Bermukim di Tanah Suci

Di Mekkah, KHR Asnawi tinggal di rumah Syeikh Hamid Manan (Kudus). Namun setelah menikahi Nyai Hj Hamdanah (janda Almaghfurlah Syeikh Nawawi al-Bantani), KHR Asnawi pindah ke kampung Syami'ah. Dalam perkawinannya dengan Nyai Hj Hamdanah ini, KHR Asnawi dikaruniai 9 putera. Namun hanya 3 puteranya yang hidup hingga tua. Yaitu H Zuhri, Hj Azizah (istri KH Shaleh Tayu) dan Alawiyah (istri R Maskub Kudus).

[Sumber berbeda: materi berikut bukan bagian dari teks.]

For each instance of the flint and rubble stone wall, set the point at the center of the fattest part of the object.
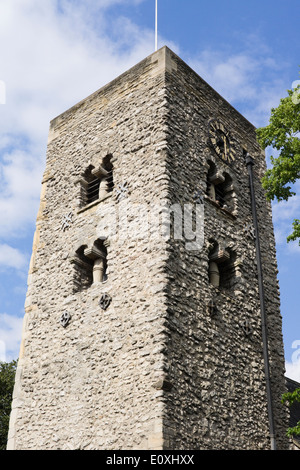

Selama bermukim di Tanah Suci, di samping menunaikan kewajiban sebagai kepala rumah tangga, KHR Asnawi masih mengambil kesempatan untuk memperdalam ilmu agama dengan para ulama besar, baik dari Indonesia (Jawa) maupun Arab, baik di Masjidil Haram maupun di rumah. Para Kyai Indonesia yang pernah menjadi gurunya adalah KH Saleh Darat (Semarang), KH Mahfudz (Termas), KH Nawawi (Banten) dan Sayid Umar Shatha. Selain itu, KHR Asnawi juga pernah mengajar di Masjidil Haram dan di rumahnya, di antara yang ikut belajar padanya, antara lain adalah KH Abdul Wahab Hasbullah (Jombang), KH Bisyri Sansuri (Pati/Jombang), KH Dahlan (Pekalongan), KH Shaleh (Tayu pati), KH Chambali Kudus, KH Mufid Kudus dan KHA Mukhit (Sidoarjo). Di samping belajar dan mengajar agama Islam, KHR. Asnawi turut aktif mengurusi kewajibannya sebagai seorang Komisaris SI (Syariat Islam) di Mekah bersama dengan kawan-kawannya yang lain. Pada waktu bermukim ini, KHR Asnawi pernah mengadakan tukar pikiran dengan salah seorang ulama besar, Mufti Mekah bernama Syeikh Ahmad Khatib Minangkabau tentang beberapa masalah keagamaan. Pembahasan ini dilakukan secara tertulis dari awal masalah hingga akhir, meskipun tidak memperoleh kesepakatan pendapat antara keduanya. Karena itu KHR Asnawi bermaksud ingin memperoleh fatwa dari seorang Mufti di Mesir, maka semua catatan baik dari tulisan KHR Asnawi dan Syeikh Ahmad Khatib tersebut dikirim ke alamat Sayid Husain Bek seorang Mufti di Mesir, akan tetapi Mufti Mesir itu tidak sanggup memberi fatwanya. Melihat tulisan dan jawaban KHR Asnawi terhadap tulisan Syeikh Ahmad Khatib itu, tertariklah hati Sayid Husain Bek untuk berkenalan dengan KHR Asnawi. Karena belum kenal, maka Mufti Mesir itu meminta bantuan Syeikh Hamid Manan untuk diperkenalkan dengan KHR. Asnawi Kudus. Akhirnya disepakati waktu perjumpaan yaitu sesudah salat Jumat. Oleh Syeikh Hamid Manan maksud ini diberitahukan kepada KHR Asnawi dan diatur agar KHR Asnawi nanti yang melayani mengeluarkan jamuan.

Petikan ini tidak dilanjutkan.